Bir toplantıya katılıyorum. New York'un "
sol" entelektüelleri bir araya gelmiş "
borç" meselesini konuşuyor. Acaba borçları ödememek için bir
sivil itaatsizlik başlatılabilir mi? Haydi demeden önce borç nedir diye uzunca tartışılıyor. Bazısı arkadaşım olan
Columbia profesörleri konuşuyor. Aynen katılıyorum eylemin ruhuna, amacına ama borç denen hadisenin sosyal bünye ve ilişki ağı içindeki anlamı, borç kavramını çok aşan, liberal doktrinin özüne giden bir nitelik taşıyor, o nasıl çözülecek diye başlayıp bir çırpıda anlatıyorum öne sürülen görüşlerin katılmadığım, zayıf yanlarını. Sessizlik. Yeniden alevlenen tartışma. Sever ABD'liler böyle terslikleri. Gelecek toplantıda bir konuşma yapmam isteniyor ama burada olmayacağım. Eh, diyorlar internet aracılığıyla katılırsın. Al başına belayı, sabahki heyecan dalgası geliyor aklıma ve nasıl bir dünyada yaşadığımı bir an unuttuğumu ya da henüz yeterince içselleştiremediğimi düşünüp gülümsüyorum.
***
Tren yıllar yılı geçtiğim
Princeton-New York arasında koşturuyor.

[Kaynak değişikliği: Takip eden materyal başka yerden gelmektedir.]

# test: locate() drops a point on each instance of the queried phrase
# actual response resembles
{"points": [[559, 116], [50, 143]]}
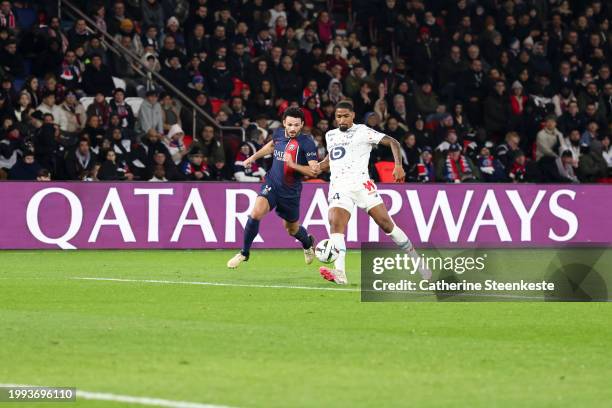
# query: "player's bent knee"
{"points": [[292, 228]]}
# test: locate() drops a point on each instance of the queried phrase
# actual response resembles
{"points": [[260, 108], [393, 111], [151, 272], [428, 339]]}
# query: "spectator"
{"points": [[73, 118], [212, 149], [548, 138], [607, 153], [78, 34], [100, 108], [425, 99], [491, 169], [117, 16], [152, 14], [473, 90], [12, 60], [151, 114], [123, 110], [572, 143], [80, 161], [592, 165], [26, 169], [221, 84], [23, 109], [71, 71], [170, 112], [507, 150], [590, 136], [112, 169], [455, 168], [426, 172], [171, 171], [94, 130], [97, 78], [175, 144], [562, 170], [289, 82], [159, 174], [193, 121], [48, 106], [497, 112], [518, 170], [174, 72], [195, 167], [251, 172]]}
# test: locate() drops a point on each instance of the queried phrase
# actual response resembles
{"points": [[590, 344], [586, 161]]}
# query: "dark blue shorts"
{"points": [[288, 208]]}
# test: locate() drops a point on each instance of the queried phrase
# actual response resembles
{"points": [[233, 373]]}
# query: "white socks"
{"points": [[401, 239], [338, 241]]}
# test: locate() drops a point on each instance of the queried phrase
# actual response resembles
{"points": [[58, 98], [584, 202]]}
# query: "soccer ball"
{"points": [[326, 252]]}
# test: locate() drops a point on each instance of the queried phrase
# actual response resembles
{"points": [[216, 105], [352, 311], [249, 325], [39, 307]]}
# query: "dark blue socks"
{"points": [[250, 232], [302, 236]]}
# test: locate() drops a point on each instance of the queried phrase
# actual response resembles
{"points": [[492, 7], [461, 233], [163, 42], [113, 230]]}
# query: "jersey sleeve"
{"points": [[371, 136], [309, 148]]}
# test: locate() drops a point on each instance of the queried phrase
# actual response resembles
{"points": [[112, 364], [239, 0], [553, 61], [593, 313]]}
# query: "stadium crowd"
{"points": [[493, 91]]}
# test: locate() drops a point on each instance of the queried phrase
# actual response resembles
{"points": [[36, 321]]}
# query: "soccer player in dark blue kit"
{"points": [[295, 156]]}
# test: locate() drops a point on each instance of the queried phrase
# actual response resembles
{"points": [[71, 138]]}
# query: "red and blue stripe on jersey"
{"points": [[301, 148]]}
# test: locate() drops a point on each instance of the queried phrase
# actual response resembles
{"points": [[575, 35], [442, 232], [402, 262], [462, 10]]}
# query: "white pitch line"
{"points": [[153, 402], [239, 285]]}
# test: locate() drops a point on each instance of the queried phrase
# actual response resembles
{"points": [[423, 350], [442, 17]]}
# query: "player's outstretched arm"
{"points": [[398, 171], [324, 164], [311, 170], [264, 151]]}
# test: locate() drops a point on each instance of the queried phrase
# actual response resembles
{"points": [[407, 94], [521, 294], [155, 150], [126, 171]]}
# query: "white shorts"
{"points": [[363, 195]]}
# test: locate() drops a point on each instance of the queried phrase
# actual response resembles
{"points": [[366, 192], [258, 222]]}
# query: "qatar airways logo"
{"points": [[505, 215]]}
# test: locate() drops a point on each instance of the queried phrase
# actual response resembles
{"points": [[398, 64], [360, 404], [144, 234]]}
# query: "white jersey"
{"points": [[349, 155]]}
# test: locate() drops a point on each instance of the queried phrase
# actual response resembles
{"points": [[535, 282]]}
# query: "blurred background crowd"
{"points": [[489, 90]]}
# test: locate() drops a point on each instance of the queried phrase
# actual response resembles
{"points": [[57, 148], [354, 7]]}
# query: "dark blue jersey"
{"points": [[286, 181]]}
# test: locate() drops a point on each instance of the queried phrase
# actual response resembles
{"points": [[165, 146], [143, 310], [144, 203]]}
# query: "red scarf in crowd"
{"points": [[454, 172]]}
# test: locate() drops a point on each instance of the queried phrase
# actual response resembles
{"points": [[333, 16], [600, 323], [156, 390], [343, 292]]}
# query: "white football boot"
{"points": [[333, 275], [309, 252], [236, 260]]}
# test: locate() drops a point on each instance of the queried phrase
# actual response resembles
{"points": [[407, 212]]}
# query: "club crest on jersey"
{"points": [[337, 152], [370, 186]]}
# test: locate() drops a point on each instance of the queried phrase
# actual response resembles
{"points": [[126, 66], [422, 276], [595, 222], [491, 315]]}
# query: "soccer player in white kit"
{"points": [[349, 148]]}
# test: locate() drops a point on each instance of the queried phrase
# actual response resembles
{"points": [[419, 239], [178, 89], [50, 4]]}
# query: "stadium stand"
{"points": [[509, 91]]}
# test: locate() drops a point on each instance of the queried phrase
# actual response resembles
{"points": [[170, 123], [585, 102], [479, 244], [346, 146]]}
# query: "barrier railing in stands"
{"points": [[149, 74]]}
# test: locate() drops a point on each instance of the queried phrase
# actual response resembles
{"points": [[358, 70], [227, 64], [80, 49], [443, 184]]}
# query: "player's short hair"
{"points": [[294, 113], [345, 105]]}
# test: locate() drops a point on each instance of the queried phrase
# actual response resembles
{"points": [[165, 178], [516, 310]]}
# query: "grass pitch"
{"points": [[256, 346]]}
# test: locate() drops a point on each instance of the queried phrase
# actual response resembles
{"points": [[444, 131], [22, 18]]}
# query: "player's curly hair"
{"points": [[345, 105], [294, 113]]}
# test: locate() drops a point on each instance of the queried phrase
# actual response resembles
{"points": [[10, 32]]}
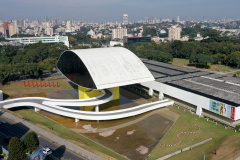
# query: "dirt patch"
{"points": [[107, 133], [89, 128], [130, 132], [142, 150]]}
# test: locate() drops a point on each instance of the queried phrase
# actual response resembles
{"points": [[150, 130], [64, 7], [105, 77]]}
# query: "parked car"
{"points": [[47, 151], [7, 139]]}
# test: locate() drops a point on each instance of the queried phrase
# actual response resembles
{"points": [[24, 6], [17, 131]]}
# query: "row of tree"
{"points": [[218, 50], [30, 61], [17, 149]]}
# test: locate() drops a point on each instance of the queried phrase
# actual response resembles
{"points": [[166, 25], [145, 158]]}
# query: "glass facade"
{"points": [[75, 70]]}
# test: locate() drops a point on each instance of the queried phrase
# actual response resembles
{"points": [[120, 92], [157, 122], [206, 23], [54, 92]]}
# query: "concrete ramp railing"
{"points": [[54, 106]]}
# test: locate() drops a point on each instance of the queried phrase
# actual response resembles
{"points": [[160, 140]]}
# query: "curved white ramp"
{"points": [[54, 106]]}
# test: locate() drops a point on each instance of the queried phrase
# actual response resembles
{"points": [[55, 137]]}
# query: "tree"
{"points": [[234, 58], [30, 141], [16, 150], [149, 31]]}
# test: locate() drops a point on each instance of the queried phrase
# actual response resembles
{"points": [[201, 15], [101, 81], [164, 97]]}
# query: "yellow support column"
{"points": [[85, 93], [116, 94]]}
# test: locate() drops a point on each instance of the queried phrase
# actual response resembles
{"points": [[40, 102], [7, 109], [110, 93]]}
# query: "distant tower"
{"points": [[178, 19], [174, 33], [46, 19], [125, 18], [68, 25], [146, 19]]}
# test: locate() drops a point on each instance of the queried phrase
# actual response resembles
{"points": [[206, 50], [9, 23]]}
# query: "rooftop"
{"points": [[212, 85]]}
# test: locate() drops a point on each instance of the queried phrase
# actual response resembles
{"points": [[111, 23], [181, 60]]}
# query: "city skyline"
{"points": [[111, 11]]}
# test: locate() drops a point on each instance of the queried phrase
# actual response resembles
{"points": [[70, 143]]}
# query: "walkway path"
{"points": [[179, 139], [74, 148]]}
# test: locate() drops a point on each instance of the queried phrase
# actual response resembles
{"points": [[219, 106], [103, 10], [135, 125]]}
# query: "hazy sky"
{"points": [[112, 10]]}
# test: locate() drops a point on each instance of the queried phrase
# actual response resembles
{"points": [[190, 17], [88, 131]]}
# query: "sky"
{"points": [[112, 10]]}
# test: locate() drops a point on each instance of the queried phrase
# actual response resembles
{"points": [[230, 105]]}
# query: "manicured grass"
{"points": [[16, 88], [66, 133], [186, 123]]}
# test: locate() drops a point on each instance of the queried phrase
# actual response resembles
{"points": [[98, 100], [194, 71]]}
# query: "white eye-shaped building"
{"points": [[98, 73], [102, 68]]}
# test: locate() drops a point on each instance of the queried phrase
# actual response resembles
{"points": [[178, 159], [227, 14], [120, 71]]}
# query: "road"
{"points": [[9, 128]]}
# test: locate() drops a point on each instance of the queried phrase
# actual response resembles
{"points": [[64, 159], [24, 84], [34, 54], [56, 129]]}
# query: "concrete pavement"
{"points": [[74, 148]]}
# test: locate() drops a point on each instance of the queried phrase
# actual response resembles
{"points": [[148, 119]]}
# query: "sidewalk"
{"points": [[72, 147]]}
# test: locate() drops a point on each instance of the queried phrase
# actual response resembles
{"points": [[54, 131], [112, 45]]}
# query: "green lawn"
{"points": [[187, 123], [14, 88], [66, 133]]}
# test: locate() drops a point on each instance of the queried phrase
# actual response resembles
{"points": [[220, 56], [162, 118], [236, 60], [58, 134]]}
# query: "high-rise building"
{"points": [[178, 19], [12, 30], [49, 31], [6, 30], [146, 19], [125, 18], [46, 19], [119, 32], [174, 33], [68, 25]]}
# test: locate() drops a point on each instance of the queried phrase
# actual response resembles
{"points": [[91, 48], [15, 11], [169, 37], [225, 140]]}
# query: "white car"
{"points": [[47, 151]]}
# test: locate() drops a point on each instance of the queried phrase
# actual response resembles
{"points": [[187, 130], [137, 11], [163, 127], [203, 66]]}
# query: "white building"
{"points": [[119, 32], [91, 33], [113, 43], [125, 18], [31, 40], [49, 31], [68, 25], [174, 33]]}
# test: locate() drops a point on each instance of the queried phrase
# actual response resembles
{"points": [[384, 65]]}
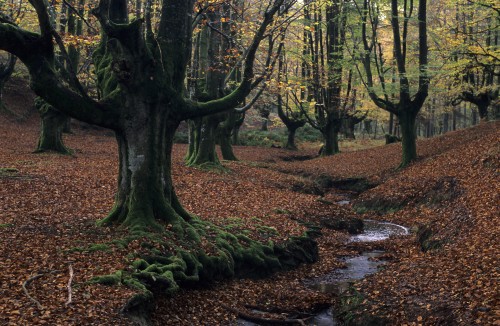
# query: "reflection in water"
{"points": [[339, 280], [376, 231]]}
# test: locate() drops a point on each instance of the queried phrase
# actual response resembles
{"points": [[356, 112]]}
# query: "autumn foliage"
{"points": [[444, 273]]}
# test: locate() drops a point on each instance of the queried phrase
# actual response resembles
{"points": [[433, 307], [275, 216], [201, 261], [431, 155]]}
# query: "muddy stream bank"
{"points": [[357, 267]]}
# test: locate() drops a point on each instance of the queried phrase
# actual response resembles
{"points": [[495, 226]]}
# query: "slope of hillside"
{"points": [[445, 272]]}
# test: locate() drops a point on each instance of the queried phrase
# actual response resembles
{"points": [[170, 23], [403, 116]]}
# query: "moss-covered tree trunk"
{"points": [[145, 193], [203, 150], [51, 129], [140, 77], [226, 128], [290, 139], [482, 109]]}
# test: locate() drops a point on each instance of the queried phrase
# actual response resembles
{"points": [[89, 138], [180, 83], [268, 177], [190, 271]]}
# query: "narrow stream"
{"points": [[357, 267]]}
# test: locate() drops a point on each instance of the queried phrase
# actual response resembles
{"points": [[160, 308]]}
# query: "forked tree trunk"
{"points": [[290, 141], [203, 150], [51, 129], [145, 191], [225, 130]]}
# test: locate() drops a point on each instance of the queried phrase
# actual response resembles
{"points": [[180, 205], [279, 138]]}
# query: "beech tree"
{"points": [[6, 70], [140, 75], [405, 105], [323, 67]]}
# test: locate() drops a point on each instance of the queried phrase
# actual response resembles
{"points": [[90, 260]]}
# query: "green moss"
{"points": [[155, 270], [351, 311], [112, 279]]}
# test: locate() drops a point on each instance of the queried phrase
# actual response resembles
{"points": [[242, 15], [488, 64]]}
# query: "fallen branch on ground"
{"points": [[257, 319]]}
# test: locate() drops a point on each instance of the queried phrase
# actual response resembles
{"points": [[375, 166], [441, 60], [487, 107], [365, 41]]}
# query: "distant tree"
{"points": [[475, 63], [406, 105], [6, 70], [140, 76], [323, 67]]}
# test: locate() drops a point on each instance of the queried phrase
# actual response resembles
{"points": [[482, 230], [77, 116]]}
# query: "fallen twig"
{"points": [[69, 285]]}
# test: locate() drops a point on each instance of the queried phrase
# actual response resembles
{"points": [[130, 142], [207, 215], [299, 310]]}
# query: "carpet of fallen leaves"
{"points": [[49, 204]]}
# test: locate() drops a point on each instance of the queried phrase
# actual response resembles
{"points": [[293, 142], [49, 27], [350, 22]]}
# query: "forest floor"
{"points": [[49, 204]]}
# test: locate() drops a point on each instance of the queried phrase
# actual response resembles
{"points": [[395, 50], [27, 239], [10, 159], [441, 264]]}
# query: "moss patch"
{"points": [[163, 262]]}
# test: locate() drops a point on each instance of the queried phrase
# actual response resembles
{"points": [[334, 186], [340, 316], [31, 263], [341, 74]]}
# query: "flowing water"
{"points": [[357, 267]]}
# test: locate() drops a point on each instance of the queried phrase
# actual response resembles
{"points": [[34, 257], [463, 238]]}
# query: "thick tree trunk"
{"points": [[482, 108], [146, 195], [408, 137], [227, 148], [204, 146], [349, 129], [225, 130], [51, 129]]}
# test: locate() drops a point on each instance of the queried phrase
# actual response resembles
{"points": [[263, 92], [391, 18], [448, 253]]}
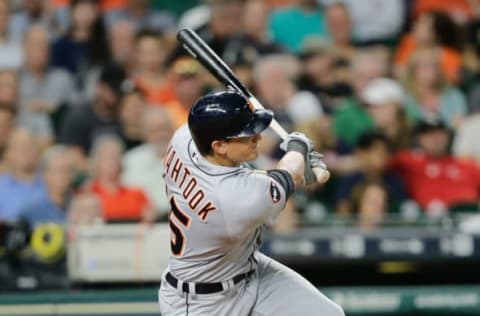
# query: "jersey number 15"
{"points": [[177, 242]]}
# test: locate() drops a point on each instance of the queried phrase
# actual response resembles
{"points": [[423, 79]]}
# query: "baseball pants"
{"points": [[272, 290]]}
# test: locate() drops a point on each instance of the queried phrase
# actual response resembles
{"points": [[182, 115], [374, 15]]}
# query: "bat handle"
{"points": [[274, 125]]}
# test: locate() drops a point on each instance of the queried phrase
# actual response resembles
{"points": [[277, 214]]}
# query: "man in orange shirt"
{"points": [[119, 202], [188, 85]]}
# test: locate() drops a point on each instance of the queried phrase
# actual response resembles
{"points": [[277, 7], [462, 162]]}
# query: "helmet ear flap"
{"points": [[224, 115]]}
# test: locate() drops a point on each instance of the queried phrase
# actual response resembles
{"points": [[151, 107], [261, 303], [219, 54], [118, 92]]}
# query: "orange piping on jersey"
{"points": [[206, 209], [169, 159], [176, 169], [194, 201]]}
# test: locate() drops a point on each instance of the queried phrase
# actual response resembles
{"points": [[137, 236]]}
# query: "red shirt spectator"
{"points": [[446, 179], [434, 178], [123, 203]]}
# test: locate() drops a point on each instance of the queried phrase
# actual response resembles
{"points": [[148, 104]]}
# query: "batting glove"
{"points": [[297, 141], [315, 169]]}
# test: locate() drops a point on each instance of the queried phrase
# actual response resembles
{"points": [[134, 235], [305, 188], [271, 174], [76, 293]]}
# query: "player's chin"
{"points": [[253, 154]]}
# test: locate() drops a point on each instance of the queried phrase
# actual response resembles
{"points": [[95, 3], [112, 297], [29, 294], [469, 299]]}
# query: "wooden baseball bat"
{"points": [[199, 50]]}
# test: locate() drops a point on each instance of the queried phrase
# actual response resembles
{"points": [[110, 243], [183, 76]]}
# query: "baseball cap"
{"points": [[383, 91], [113, 76], [430, 124], [186, 66]]}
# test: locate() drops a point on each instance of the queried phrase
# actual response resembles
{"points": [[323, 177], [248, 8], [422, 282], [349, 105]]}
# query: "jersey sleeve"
{"points": [[251, 199]]}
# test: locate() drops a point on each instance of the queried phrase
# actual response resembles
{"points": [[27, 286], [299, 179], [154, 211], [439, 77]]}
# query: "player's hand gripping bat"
{"points": [[222, 72]]}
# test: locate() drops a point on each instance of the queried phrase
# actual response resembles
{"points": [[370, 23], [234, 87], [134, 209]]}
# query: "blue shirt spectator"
{"points": [[51, 204], [42, 209], [15, 193]]}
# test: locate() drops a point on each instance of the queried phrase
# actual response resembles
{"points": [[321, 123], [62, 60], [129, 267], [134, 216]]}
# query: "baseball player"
{"points": [[218, 209]]}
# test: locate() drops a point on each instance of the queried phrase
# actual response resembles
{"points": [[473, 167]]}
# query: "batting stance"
{"points": [[219, 207]]}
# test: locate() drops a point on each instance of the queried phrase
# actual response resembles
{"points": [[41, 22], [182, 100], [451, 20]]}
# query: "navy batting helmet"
{"points": [[224, 115]]}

Etrafıma bakıyorum. Hurda ABD'nin resimlerini çekmeye çalışıyorum. Artık eski ve sorunlu bir ülke. Ansızın ayrımsıyorum. 80'lere gelinceye kadar, hele 1950-60'larda, ABD hayal kuran, gelecek tasarlayan
fütüristik bir ülkeydi. Şu tren penceresinden görülen peyzaj ve yapılar o hayallerle örtüşüyordu. 1930'lardaki gökdelenler falan
ABD İmparatorluğu'nun iktidar mührüydü. Şimdi gene gelecek tasarlıyor belki ülke ama şu görüntü, hatta gökdelenler vs o gelecek duygusunu vermiyor. Bir uyuşmazlık var, hayal kuran ABD ile onun somut biçimlenişi arasında. O yeni ABD, Soho'da açılan yeni
Apple istasyonu önündeki insanların kafasında, ellerinde. Ama henüz peyzajda, mimaride değil. Siyasette hiç değil...
Diyorum, oturduğum kahvede kendi kendime, dışarıda yaz fırtınası tüm şimşekleri ve koyu yağmuruyla sıcak New York gecesine inerken!